Mode en identiteit gaan al samen (of dus niet) zolang ik me kan heugen (en natuurlijk ver daarvoor). Een New York Times-artikel uit de tijd dat ik nog niet bestond (1979) bevestigt dit: 'In de kast van iedere vrouw hangen kledingstukken die zij vaker identificeert in termen van gevoelens en emoties dan door ontwerpers en stoffen. Of je nu een jurk kiest die ‘altijd een gelukkig gevoel geeft als ik hem aantrek’, of een outfit die ‘er nooit goed uitziet – ik weet niet waarom ik hem heb gekocht’, de beslissing wordt vaak net zo goed bepaald door het onbewuste,' luidt de introductie van het artikel. Het begint allemaal in de kindertijd, waarin we worden gekleed door onze ouders - ongeacht of we het daarmee eens zijn of niet. In de tienerjaren vindt er een verschuiving plaats; een periode waarin het ontwikkelen van een eigen identiteit een grotere rol begint te spelen. En daar komt het weer: je kleedt je misschien wel waar jij je het prettigst bij voelt, maar tegelijkertijd hangt dat samen met een (geanticipeerde) uitstraling naar de buitenwereld. Het onderzoek Clothing, Identity, Embodiment, and Age (2015) toont aan dat kleding en identiteit onlosmakelijk met elkaar verbonden zijn. 'Kleding toont, drukt uit en geeft vorm aan identiteit, en doordrenkt deze met een direct materiële realiteit. Het biedt een lens waarmee we de mogelijk veranderende manieren kunnen onderzoeken waarop oudere identiteiten in de moderne cultuur worden geconstitueerd,' luidt de conclusie.

Collectief verlangen

Naast het individuele gedeelte, hangt mode volgens The New York Times in 1999 samen met een vorm van 'collectief verlangen'. De jaren negentig Calvin Klein-esthetiek, zo beredeneerde de schrijver, stond voor decluttering en een collectieve hang naar minimalisme, waar Tom Ford destijds (en eigenlijk nog steeds) de ruimte gaf aan de uiting van onderdrukte seksualiteit. 'Maar wat we elke dag besluiten aan te trekken en de wereld in te slingeren, heeft niets te maken met trends of marketing. Het heeft alles te maken met wie we aan de wereld willen laten zien dat we zijn. Of van wie we onszelf willen overtuigen dat we zouden kunnen zijn.' Voor het artikel interviewde de redacteur een aantal mensen in een outfit waarin ze zich op hun best voelden. Wat bleek? Dat had weinig met trends te maken, maar meer met kleding als een verlengde van hun identiteit.

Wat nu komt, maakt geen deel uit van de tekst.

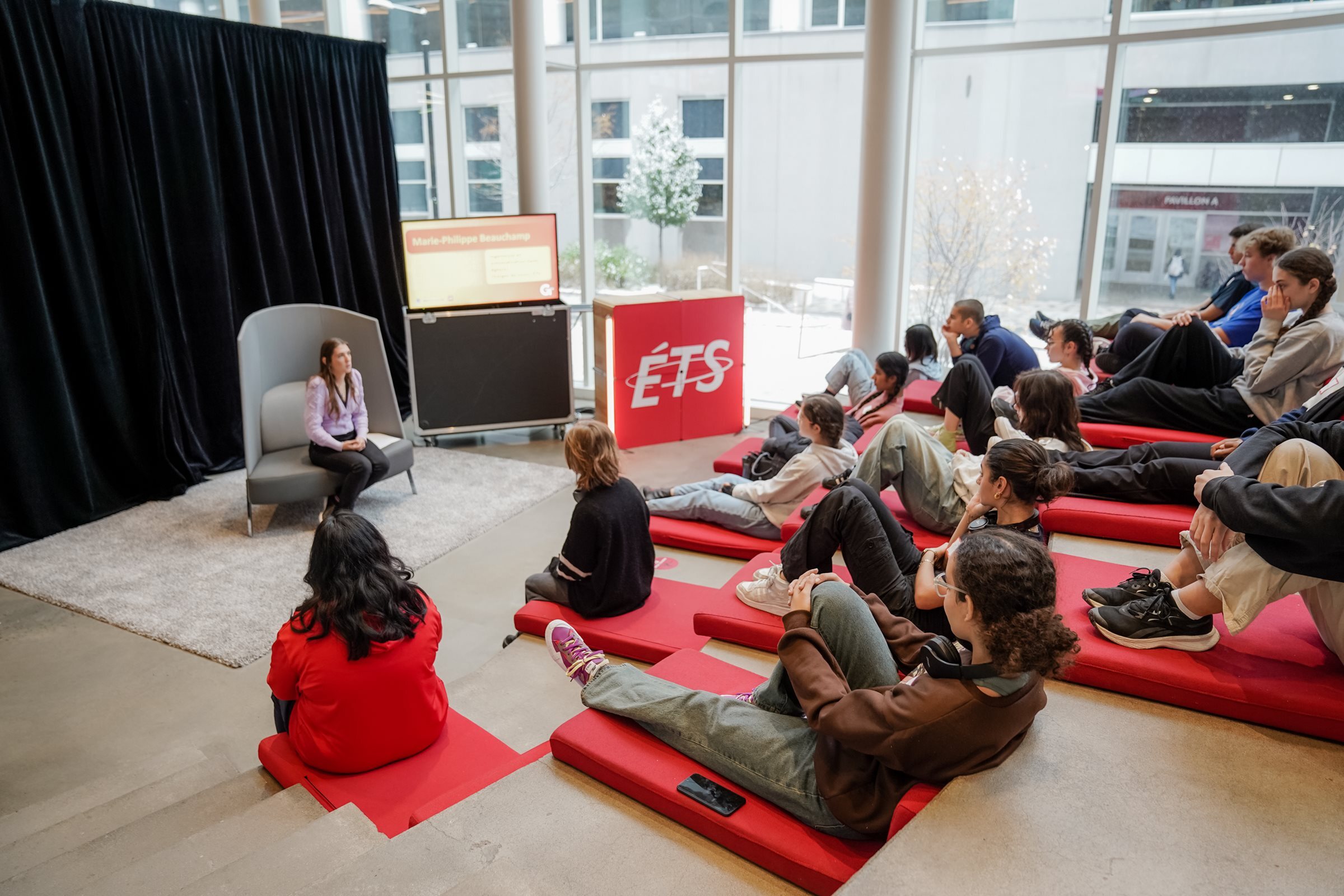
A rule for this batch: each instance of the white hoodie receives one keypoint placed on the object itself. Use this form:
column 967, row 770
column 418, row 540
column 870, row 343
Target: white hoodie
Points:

Maar er zijn uitzonderingen. Het 'We Should All Be Feminists'-T-shirt - het peperdure kledingtuk uit de eerste collectie van Maria Grazia Chiuri voor Dior - is zo'n item dat je onmogelijk voor jezelf draagt, lijkt me. De leus roept immers anderen op om actie te ondernemen. Ik twijfel: is dit een uitzondering op de regel of een bevestiging dat we ons al dan niet onbewust kleden voor anderen?

De pandemie als 'bewijs'

Vlak na de pandemie was het dopamine dressing wat de klok sloeg. Je vrolijk kleden zou leiden tot een gelukkiger gevoel, was het idee. En die beredenering was ook niet zo gek, want tijdens de hoogtij dagen van de pandemie vertoefde zo goed als iedereen in joggingspak. Ondanks dat kleedde ik me de meeste dagen gewoon aan zoals ik altijd zou doen. Jeans en een leuke trui, blazer of andere top waar ik me goed in voelde, en zelfs loafers of laarzen. Zonder hak - dat dan weer wel - vanwege de vele wandelingen die ik maakte, maar een joggingspak kwam er niet in. Mezelf leuk aankleden was het minste wat ik kon doen, was mijn beredenering, en het gaf bovendien een goed gevoel. Ook als ik die dag niemand tegenkwam. Misschien is dat wel de cue waarnaar ik op zoek ben, want ja: ik kleed me voor mezelf. Maar toch ben ik erachter gekomen dat dat de lading niet helemaal dekt. Het antwoord blijkt niet zo eenduidig; een identiteit vorm je namelijk niet alleen voor jezelf, maar ook voor anderen. En laten mode en identiteit nou nét onlosmakelijk verbonden zijn met elkaar. Food for thought, dus, en een waraheid die waarschijnlijk ergens in het midden ligt.